Artist Peggy Reid
A historical marker near Glens Falls City Hall pays tribute to artist Wilhelmina Weber Furlong, who lived, painted and taught art on the upper floors of two Ridge Street buildings.
One of Weber Furlong’s students from the 1950s, noted local artist Peggy Reid, died at age 96 on Wednesday.
Peggy told The Post-Star in 1995, “I guess every time I look at a face, I’m looking at it with the idea of making a painting.”
I am blessed to have a Peggy Reid sketch hanging in my home of the face of the woman I love.
Years before I knew Debbie, she sometimes modeled for Peggy at Reid’s studio.

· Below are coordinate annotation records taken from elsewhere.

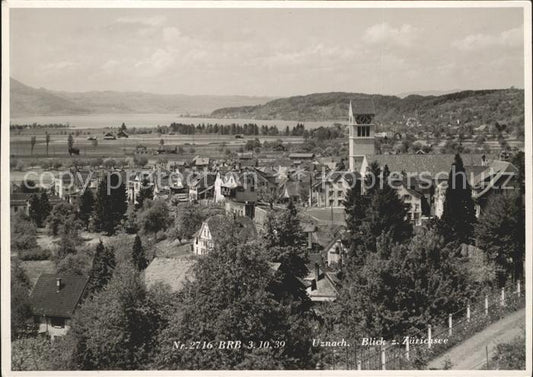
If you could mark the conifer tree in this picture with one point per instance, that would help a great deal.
(114, 328)
(111, 203)
(500, 232)
(102, 268)
(86, 207)
(386, 213)
(241, 308)
(35, 210)
(458, 217)
(355, 206)
(138, 256)
(285, 243)
(146, 192)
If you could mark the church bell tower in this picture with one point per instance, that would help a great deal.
(361, 137)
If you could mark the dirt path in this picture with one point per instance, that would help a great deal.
(471, 353)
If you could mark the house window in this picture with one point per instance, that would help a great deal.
(363, 131)
(58, 322)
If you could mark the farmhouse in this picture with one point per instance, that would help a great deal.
(54, 299)
(216, 227)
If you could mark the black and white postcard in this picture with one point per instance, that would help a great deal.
(332, 187)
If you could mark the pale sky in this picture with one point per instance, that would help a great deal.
(267, 52)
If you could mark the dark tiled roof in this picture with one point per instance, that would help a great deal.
(45, 299)
(301, 155)
(243, 228)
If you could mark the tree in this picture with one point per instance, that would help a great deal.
(102, 268)
(86, 207)
(510, 356)
(23, 233)
(111, 203)
(130, 224)
(386, 213)
(62, 214)
(285, 243)
(518, 161)
(33, 140)
(39, 208)
(355, 206)
(21, 313)
(69, 240)
(459, 216)
(239, 306)
(154, 217)
(146, 191)
(114, 328)
(402, 287)
(189, 219)
(138, 256)
(47, 139)
(500, 232)
(70, 142)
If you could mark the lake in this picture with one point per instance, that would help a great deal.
(150, 120)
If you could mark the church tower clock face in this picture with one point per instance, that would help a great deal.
(363, 119)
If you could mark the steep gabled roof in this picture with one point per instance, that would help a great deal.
(172, 271)
(243, 227)
(47, 300)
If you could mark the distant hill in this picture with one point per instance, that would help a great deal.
(467, 107)
(28, 101)
(427, 93)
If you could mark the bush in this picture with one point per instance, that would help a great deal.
(510, 355)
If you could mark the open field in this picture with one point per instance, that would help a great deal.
(210, 145)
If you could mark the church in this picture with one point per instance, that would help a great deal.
(424, 201)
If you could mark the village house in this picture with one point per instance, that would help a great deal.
(202, 186)
(214, 228)
(68, 185)
(200, 162)
(321, 286)
(301, 156)
(330, 191)
(54, 298)
(235, 186)
(109, 136)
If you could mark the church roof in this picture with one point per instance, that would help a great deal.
(363, 106)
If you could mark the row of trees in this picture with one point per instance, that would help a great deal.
(235, 294)
(232, 129)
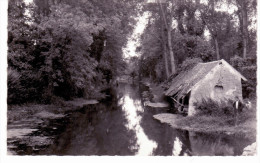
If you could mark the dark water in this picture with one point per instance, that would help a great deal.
(123, 126)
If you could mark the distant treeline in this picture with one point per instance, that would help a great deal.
(64, 49)
(181, 33)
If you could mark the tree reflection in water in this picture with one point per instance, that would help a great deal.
(123, 126)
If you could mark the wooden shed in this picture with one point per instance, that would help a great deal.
(216, 80)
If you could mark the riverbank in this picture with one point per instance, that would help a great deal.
(246, 126)
(33, 127)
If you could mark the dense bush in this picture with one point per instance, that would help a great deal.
(214, 108)
(248, 67)
(64, 49)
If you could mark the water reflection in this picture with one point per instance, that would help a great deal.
(123, 126)
(144, 145)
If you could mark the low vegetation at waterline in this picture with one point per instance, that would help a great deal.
(214, 121)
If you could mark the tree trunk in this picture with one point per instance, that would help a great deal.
(243, 20)
(165, 59)
(162, 16)
(217, 48)
(245, 29)
(173, 66)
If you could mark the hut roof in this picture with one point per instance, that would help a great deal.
(184, 82)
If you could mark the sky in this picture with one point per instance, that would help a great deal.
(134, 40)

Peggy gave us the sketch, that she had hung on to for some time, when Debbie and I married in 2004.
I knew Peggy best from our joint membership at Christ Church United Methodist, a church Peggy was devoted to.
When Debbie and I got engaged, and Peggy realized just who the woman I had been writing about in my Post-Star column was, she said to me after service one Sunday,”You will be good for each other.”
For Peggy, art was a life-long passion that she perfected in her adult years.
“I drew my friends when I was a child,” she told The Post-Star in 1998. “My schoolwork has little drawings and profiles of the kids in the class all around the edges.”
Peggy also was a supporter of the arts.
She was a docent at The Hyde Collection art museum for 30 years, and was a trustee some of those years.
She was a charter member and president of the Guild of Adirondack Artists.